Talvez esse fosse um segredo que os fãs de Nicky, Ricky, Dicky & Dawn, série do Nickelodeon que ficou no ar entre 2014 e 2018, já conhecessem. Mas, para a maior parte de nós, meros mortais, The Umbrella Academy foi o lugar onde fomos apresentados a um fato incontestável: Aidan Gallagher é bom pra c*ralho.
O ator tinha 16 anos quando a série da Netflix estreou, em 2019, mas o seu personagem já estava na casa dos 60. O viajante do tempo Cinco, integrante mais cáustico e pragmático da família de super-heróis Hargreeves, passou décadas preso em um futuro pós-apocalíptico - e, quando voltou ao presente, se viu de volta em seu corpo de adolescente. É uma das várias ideias “engraçadinhas” que Umbrella usou para vender a sua subversão superficial do sci-fi de super-heróis, mas não demorou muito para perceber que, nas mãos de Gallagher, o paradoxo do velho preso no corpo do jovem se transformava muito facilmente em pathos dramático.

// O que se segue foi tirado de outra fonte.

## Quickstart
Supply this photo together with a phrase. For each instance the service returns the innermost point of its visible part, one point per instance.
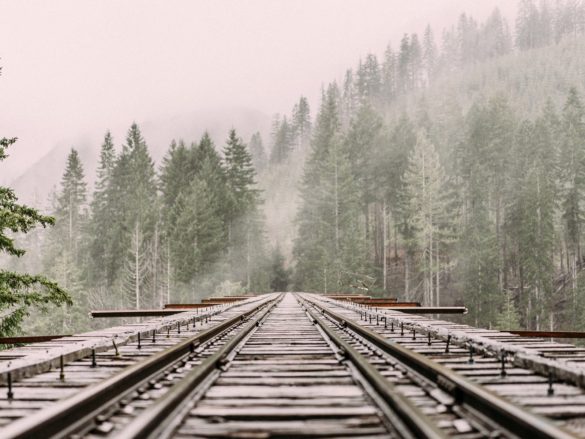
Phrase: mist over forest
(447, 170)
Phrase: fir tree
(258, 153)
(20, 292)
(279, 275)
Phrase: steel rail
(514, 419)
(158, 418)
(402, 415)
(71, 414)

O elogio fácil a se fazer para o ator é que ele soube como incorporar trejeitos e expressões da experiência em sua fisicalidade jovem, que ele encontrou um jeito de parecer muito mais crível como um senhor de 60 anos do que como um rapaz de menos de 20. Mas o lance, na verdade, não é só esse: como Cinco, Gallagher se agarrou com unhas e dentes ao próprio charme e carisma para criar uma expressão de cinismo que definia a sedução do conceito da consciência antiga no corpo novo. É uma performance de ficção científica por excelência, que se torna o avatar de uma ideia sem nunca deixar de ser humano.

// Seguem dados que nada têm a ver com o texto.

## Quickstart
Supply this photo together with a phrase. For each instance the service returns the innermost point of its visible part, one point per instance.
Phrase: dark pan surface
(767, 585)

Porque Cinco sabe mais do que seus irmãos, entende mais do que seus irmãos, age mais do que seus irmãos no mundo ao seu redor e isso é tudo fruto de ser mais experiente do que eles - mas Cinco também está tão perdido em questão de autoconsciência quanto o restante da sua família. Por baixo do sarcasmo afiado, dos ternos bem ajustados e do cabelo meticulosamente caído sobre os lados do rosto, ele ainda é um mistério para si mesmo, um menino que fez amigos com a solidão e, por isso, não entende muito bem quem é quando está com os outros. Ele sabe que quer estar com os outros, mas não sabe como.
É esse o machucado profundo, a insegurança pulsante, que Gallagher deixava escapar pelos olhos inquisitivos, sempre absurdamente expressivos, mesmo que meio escondidos por baixo do cenho franzido. No rosto dele, o caso de amor patético de Cinco com uma manequim, e seu apego irracional a ela, se tornaram reações compreensíveis e dilacerantes diante da carência que existia dentro do personagem. No rosto dele, as alfinetadas truculentas de Cinco para os outros membros da família transpareciam como a estratégia de negociação que eram, afeto mediado por pragmatismo vindo de quem nunca conheceu outro tipo de afeto. No rosto dele, o desespero existencial de se ver morrendo e vivendo e morrendo de novo, pelas espirais infindáveis do tempo, cortava mais fundo.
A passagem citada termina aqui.